Economia

A Grécia pode ser a nova Argentina?

Argentina fechou bancos, deu o calote e desvalorizou sua moeda. O que veio em seguida foi um boom econômico. Por que a Grécia não faz o mesmo?

Bandeira da Grécia misturada com a da Argentina (Rodrigo Sanches/EXAME.com)

Bandeira da Grécia misturada com a da Argentina (Rodrigo Sanches/EXAME.com)

João Pedro Caleiro

João Pedro Caleiro

Publicado em 7 de julho de 2015 às 16h36.

São Paulo – 14 anos antes da Grécia, uma crise parecida estourava do outro lado do mundo, em mais um país pouco competitivo que havia gastado além do que podia.

No dia 1º de dezembro de 2001, endividada e recessiva, a Argentina congelou as contas bancárias para evitar que uma retirada em massa de recursos colocasse o sistema financeiro em colapso.

Ministros e presidentes subiram e caíram, e neste ínterim o país deu o calote e abandonou uma década de paridade do peso com o dólar.

No curto prazo, o ajuste foi duro, com o desemprego indo a 20% e a pobreza superando 50%. Mas a dívida foi reestruturada e a economia ressurgiu forte das cinzas: entre 2003 e 2007, o PIB cresceu a uma média anual de 8,68%.

“Os pilares do milagre argentino até 2008 foram dois: superávit fiscal (pelo alívio da dívida) e superávit comercial (desvalorização do peso e competitividade dos produtos exportados)”, diz Matias Togni, analista da consultoria Euromonitor.

O que leva à pergunta: por que a Grécia que rejeitou um novo pacote não dá logo o calote, sai do euro e aproveita pelo menos os benefícios de um respiro fiscal e de uma moeda fraca? 

Semelhanças e diferenças

De fato, estar na moeda comum prejudica a Grécia em alguns sentidos.
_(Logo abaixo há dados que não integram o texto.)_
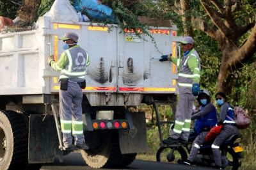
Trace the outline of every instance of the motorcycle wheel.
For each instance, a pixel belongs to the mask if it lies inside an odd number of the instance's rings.
[[[173,151],[173,150],[174,150]],[[157,162],[178,163],[179,161],[188,158],[188,153],[182,146],[168,148],[160,147],[156,154]]]
[[[241,164],[239,162],[239,155],[238,153],[236,153],[232,148],[230,148],[226,153],[226,157],[228,165],[225,169],[237,170]]]

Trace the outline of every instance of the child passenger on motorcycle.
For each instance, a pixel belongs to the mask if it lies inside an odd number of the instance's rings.
[[[234,121],[234,111],[231,105],[227,102],[226,95],[218,92],[215,95],[217,104],[220,106],[220,118],[217,124],[223,125],[221,132],[217,135],[211,147],[216,167],[221,168],[220,146],[229,137],[238,133],[238,128]]]
[[[191,120],[196,119],[194,129],[198,135],[193,143],[189,156],[183,162],[187,165],[191,165],[192,162],[196,160],[197,151],[200,146],[205,142],[206,134],[217,123],[216,109],[211,102],[209,92],[205,89],[200,90],[196,99],[200,107],[193,113]]]

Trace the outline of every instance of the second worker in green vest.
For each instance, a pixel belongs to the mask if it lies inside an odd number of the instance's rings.
[[[53,69],[60,72],[60,117],[64,149],[74,148],[72,132],[76,146],[87,150],[83,128],[82,89],[85,88],[85,69],[90,64],[90,58],[87,52],[77,45],[78,36],[76,33],[66,33],[60,40],[64,42],[65,51],[58,61],[51,56],[48,62]]]
[[[169,55],[162,56],[160,61],[170,61],[178,66],[179,99],[177,105],[175,121],[170,137],[163,141],[172,144],[188,143],[189,135],[191,114],[195,97],[199,93],[200,59],[193,47],[192,37],[185,36],[180,41],[184,52],[181,59]]]

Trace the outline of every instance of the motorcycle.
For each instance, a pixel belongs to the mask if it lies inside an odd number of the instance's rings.
[[[157,152],[156,158],[158,162],[177,162],[183,164],[183,160],[188,158],[193,141],[196,137],[194,130],[191,130],[188,143],[186,145],[175,144],[171,145],[162,144]],[[236,170],[241,166],[239,159],[243,158],[243,148],[239,145],[241,137],[236,134],[227,139],[220,146],[221,153],[222,166],[226,169]],[[193,164],[196,166],[214,167],[211,143],[206,143],[200,146],[197,157]]]

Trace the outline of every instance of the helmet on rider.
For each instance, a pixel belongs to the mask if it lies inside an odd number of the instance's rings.
[[[196,99],[200,105],[205,105],[211,102],[210,94],[206,89],[200,89]]]

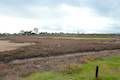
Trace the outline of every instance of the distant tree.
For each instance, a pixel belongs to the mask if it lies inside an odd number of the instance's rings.
[[[39,29],[38,28],[34,28],[33,31],[34,31],[34,33],[38,34]]]

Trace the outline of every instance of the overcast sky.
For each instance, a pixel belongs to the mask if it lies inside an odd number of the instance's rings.
[[[120,33],[120,0],[0,0],[0,32]]]

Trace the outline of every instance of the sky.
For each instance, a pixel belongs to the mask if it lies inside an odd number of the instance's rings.
[[[0,0],[0,33],[120,33],[120,0]]]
O câmbio é um elemento importante de ajuste na crise: moeda mais fraca significa produtos mais competitivos e incentivo ao turismo internacional. É o que está acontecendo atualmente no Brasil.

No entanto, os economistas concordam que a desvalorização não foi uma bala de prata na Argentina e não o seria na Grécia.

“Há uma concordância geral que os benefícios seriam mais fracos. A Grécia exporta menos que a Argentina, e o processo não aconteceria em um cenário de forte crescimento global, como da Argentina pós-2001”, diz Barry Eichengreen, economista da Universidade da Califórnia.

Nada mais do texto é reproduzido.